Un an après l'acquittement de Mike Duffy, celui qui avait versé de sa poche 90 000 $ au sénateur pour régler sa dette à la chambre haute fait toujours l'objet d'une enquête de la commissaire aux conflits d'intérêts et à l'éthique.

Mary Dawson a confirmé qu'elle poursuivait son enquête sur la conduite de Nigel Wright, l'ex-chef de cabinet du premier ministre conservateur Stephen Harper. M. Wright avait signé un chèque personnel de 90 000 $ afin de permettre à M. Duffy de rembourser les allocations versées par le Sénat pour des dépenses de fonction jugées discutables.

Mme Dawson avait amorcé cette enquête en mai 2013, mais elle l'avait suspendue un mois plus tard, lorsque la Gendarmerie royale du Canada a ouvert sa propre enquête de nature criminelle dans cette affaire jusque-là politique.

Or, le député néo-démocrate Charlie Angus, qui avait alerté Mme Dawson à l'époque, a été informé cette semaine que la commissaire avait rouvert son enquête en mai dernier, lorsque la Couronne a annoncé qu'elle ne porterait pas en appel l'acquittement du sénateur Duffy. Mme Dawson a indiqué au député Angus que son rapport final serait rendu public.

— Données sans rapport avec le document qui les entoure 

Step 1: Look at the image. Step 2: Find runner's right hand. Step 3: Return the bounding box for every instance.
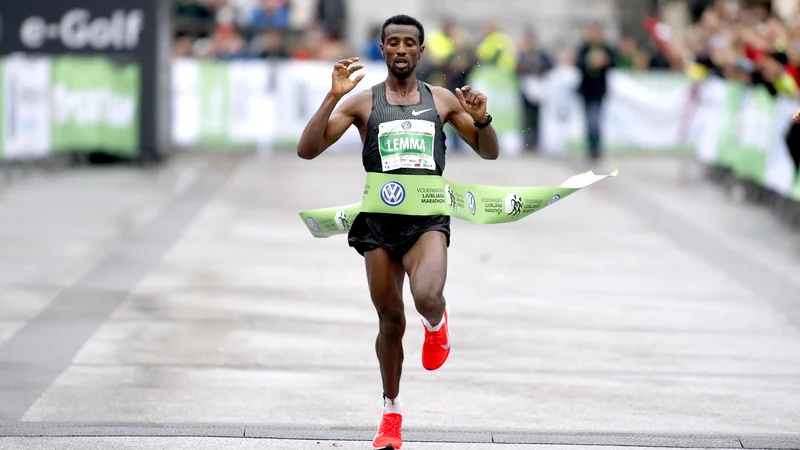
[331,57,364,96]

Le sénateur Duffy avait notamment été accusé d'avoir accepté un pot-de-vin de 90 000 $, mais M. Wright, témoin de la Couronne au procès, n'a jamais été accusé pour avoir offert cette somme. Il avait démissionné de son poste lorsque l'affaire a éclaté au grand jour, mais il a toujours clamé ensuite qu'il n'avait rien fait de répréhensible: il voulait simplement éviter que les frais du sénateur Duffy soient refilés aux contribuables.

M. Duffy avait réclamé le remboursement de frais de logement pour sa résidence d'Ottawa, où l'ancien courriériste parlementaire habitait déjà depuis des années, en soutenant que sa résidence principale se trouvait en fait à l'Île-du-Prince-Édouard.

La commissaire aux conflits d'intérêts et à l'éthique n'a pas le pouvoir d'imposer des sanctions ou des pénalités, à part une amende maximale de 500 $ pour déclarations erronées - et l'opprobre général.

«Il s'agirait davantage d'une victoire morale», reconnaît Charlie Angus. «Mais ce serait quand même mieux que de laisser l'impression qu'on peut s'en tirer facilement avec ce genre d'arrangements financiers secrets (...) Il y a eu tellement d'irrégularités dans cette affaire.»